Default method survey results
Yuval Shavit
yshavit at akiban.com
Sat Aug 18 01:53:13 PDT 2012
On Sat, Aug 18, 2012 at 3:35 AM, "Zdeněk Troníček" <tronicek at fit.cvut.cz>wrote:
>
> 2) Iterator with remove() that throws UOE breaks the Liskov substitution
> principle. Mutable iterator is not a special case of immutable iterator.
Sorry for beating this horse, but I fail to see why this is the case.
Invoking remove() on an Iterator is obligated to do one of two things:
remove the last element that next() returned, or throw UOE. An iterator
with remove() that throws UOE conforms to this contract, and can be
replaced with any other iterator *about which nothing is known other than
it's an Iterator*.
Taking wikipedia at face value, the LSP states:
Let be q(x) a property provable about objects x of type T. Then q(y)

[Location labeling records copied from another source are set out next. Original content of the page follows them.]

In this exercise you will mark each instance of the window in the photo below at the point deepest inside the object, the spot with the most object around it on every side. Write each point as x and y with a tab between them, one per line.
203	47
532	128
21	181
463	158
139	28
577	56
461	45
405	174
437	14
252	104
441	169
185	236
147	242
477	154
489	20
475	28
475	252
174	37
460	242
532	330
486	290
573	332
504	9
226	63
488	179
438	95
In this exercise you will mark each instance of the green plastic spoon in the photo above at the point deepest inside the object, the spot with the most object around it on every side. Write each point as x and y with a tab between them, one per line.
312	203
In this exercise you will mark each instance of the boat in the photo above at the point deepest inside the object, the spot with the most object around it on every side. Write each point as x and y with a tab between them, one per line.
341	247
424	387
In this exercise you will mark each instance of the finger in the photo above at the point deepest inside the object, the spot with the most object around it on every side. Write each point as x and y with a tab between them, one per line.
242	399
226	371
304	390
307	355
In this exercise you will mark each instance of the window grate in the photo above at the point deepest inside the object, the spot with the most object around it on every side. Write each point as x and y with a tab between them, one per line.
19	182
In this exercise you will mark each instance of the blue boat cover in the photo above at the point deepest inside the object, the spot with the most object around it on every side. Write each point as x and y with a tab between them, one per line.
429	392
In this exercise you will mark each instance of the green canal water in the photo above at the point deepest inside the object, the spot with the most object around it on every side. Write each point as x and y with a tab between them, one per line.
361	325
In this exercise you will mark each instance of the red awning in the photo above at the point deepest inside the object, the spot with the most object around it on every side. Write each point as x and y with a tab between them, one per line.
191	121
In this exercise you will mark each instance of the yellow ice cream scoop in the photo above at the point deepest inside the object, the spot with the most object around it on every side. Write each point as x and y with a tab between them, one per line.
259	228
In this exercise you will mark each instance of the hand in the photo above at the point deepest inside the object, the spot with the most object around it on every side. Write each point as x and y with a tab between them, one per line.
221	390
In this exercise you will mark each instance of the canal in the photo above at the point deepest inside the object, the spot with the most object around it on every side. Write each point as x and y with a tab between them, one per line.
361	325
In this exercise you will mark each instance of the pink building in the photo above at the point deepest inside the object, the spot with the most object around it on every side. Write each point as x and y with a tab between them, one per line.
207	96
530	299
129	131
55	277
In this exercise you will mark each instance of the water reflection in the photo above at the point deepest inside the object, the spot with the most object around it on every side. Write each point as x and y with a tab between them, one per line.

should be provable for objects y of type S where is S a subtype of T.
Let q(n) be "remove() throws UOE or removes the last element returned by
next()." I can prove q(x) for objects x of type Iterator, since that is the
contract of Iterator.remove(). If some type S has a method remove() that
always throw UOE, then I can by definition prove the property "remove()
throws UOE" for objects y of S. In that case, I can also trivially prove
that "remove() always throws UOE or removes the last element returned by
next()" for objects y of S. So the LSP holds.